The Peppermint Pig has one of the best opening lines I've ever read.
Old Granny Greengrass had her finger chopped off in the butcher's when she was buying half a leg of lamb.
That's just fantastic. What kid doesn't want to read more about Old Granny Greengrass and her fingers? Sadly Old Granny Greengrass isn't much of a figure in the family story of The Peppermint Pig. The Greengrass family are living in London in the early years of the twentieth century. James, the father works as a coach painter, but has to leave his employment under rather odd circumstances. The four Greengrass children and their mother move to Norfolk to stay with family. There they take in Johnnie, the titular Peppermint Pig of the title. Johnnie was a runt, and sold off cheap by the milkman.
'Runt of the litter,' the milkman added. 'Too small for the sow to raise. He'd only get trampled on in the rush.'
Johnnie soon becomes the family pet, and house trained.
"a pig has more brains than a dog, let me tell you."
But Johnnie isn't the main character of our story either. An intriguing slice of life, The Peppermint Pig gives us a great sense of life in Norfolk in 1910/11. Already historical fiction when written in the 1970s, we have a great glimpse of life in the pre-antibiotic era. The fear of sore throats when they could end a young life. Fever carts. Passing bells. Carbolic acid sheets and washes- although it seems it was also used as a medication.
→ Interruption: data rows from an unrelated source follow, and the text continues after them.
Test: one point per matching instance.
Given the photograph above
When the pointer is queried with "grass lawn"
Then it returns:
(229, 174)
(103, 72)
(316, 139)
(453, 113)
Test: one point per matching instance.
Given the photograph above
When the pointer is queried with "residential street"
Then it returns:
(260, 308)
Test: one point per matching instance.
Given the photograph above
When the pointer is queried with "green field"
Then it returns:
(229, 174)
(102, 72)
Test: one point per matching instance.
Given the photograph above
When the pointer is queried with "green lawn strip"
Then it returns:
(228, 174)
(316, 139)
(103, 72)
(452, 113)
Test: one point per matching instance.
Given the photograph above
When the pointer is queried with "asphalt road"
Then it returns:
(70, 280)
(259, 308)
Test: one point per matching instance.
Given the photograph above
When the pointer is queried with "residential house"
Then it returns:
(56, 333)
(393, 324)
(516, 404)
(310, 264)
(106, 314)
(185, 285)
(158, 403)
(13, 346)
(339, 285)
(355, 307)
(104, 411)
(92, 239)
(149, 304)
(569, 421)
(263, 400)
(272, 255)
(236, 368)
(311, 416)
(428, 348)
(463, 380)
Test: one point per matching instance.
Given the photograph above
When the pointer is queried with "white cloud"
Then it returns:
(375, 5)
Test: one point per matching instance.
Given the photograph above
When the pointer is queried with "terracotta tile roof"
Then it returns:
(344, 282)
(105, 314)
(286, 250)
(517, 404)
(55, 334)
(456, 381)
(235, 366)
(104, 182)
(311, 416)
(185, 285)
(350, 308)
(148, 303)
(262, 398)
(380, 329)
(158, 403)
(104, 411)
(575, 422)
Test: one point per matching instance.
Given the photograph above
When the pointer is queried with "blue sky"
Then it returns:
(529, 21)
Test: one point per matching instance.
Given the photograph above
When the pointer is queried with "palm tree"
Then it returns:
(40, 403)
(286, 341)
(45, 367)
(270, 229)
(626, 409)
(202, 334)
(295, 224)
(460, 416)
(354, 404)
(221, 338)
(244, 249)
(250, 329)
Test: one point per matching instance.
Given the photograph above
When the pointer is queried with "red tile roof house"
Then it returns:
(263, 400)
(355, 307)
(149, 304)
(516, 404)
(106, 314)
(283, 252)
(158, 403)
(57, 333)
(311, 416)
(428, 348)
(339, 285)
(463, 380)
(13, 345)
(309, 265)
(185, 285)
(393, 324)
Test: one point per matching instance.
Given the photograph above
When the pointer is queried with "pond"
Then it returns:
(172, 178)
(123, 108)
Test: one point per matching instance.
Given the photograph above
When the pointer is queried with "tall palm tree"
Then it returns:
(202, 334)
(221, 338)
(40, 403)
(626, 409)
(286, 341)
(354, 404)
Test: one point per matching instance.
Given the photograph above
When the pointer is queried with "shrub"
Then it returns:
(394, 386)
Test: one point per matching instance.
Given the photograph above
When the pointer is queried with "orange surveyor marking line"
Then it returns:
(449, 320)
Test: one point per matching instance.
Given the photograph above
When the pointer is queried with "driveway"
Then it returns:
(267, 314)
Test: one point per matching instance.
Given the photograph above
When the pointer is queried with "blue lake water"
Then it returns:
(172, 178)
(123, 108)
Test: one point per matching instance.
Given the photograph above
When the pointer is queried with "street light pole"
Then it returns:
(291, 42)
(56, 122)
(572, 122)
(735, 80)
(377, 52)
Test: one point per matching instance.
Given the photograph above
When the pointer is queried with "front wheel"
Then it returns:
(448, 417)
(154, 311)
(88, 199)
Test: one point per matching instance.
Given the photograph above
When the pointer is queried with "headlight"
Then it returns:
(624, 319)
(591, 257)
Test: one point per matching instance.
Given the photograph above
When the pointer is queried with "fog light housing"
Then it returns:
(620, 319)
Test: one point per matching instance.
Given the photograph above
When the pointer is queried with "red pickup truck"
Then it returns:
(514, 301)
Nina Bawden uses such a wonderful vocabulary suitable for the time, and I love it when children's authors use words like slatternly.
The Peppermint Pig was quite an unknown entity for me. I'd heard of author Nina Bawden a little bit, she's most famous for one of her other children's books, Carrie's War, although it wasn't to win any particular prize on publication. The Peppermint Pig won the Guardian Children's Fiction Prize in 1976. Nina was a rather extraordinary woman, with the rather rare ability to write for children and adults- whilst she is most famous as a children's author, she was shortlisted for the Booker Prize in 1987 for Circles of Deceipt. Always one with strong political views, they helped shape her writing for both children and adults.
The initial impulse to write for children, she once explained, had come after she found herself depressed by the books her sons were reading, with their “wooden characters uninvolved in any reality I recognised. I think I wanted to give my children something that would encourage them to feel they could make a difference to what happened in the world.”
Nina Bawden often used family stories or personal experiences as the inspiration for her stories, or for added authenticity. Her own war time evacuation to Wales famously formed the basis for Carrie's War.
A great-grandfather on her mother's side was another skeleton, an "old tramp" who had taken to drink but still dropped in on the family from time to time. When Bawden put this character into The Peppermint Pig, her mother was furious, railing against the disgrace and against Nina's uncle, who had failed to keep the secret.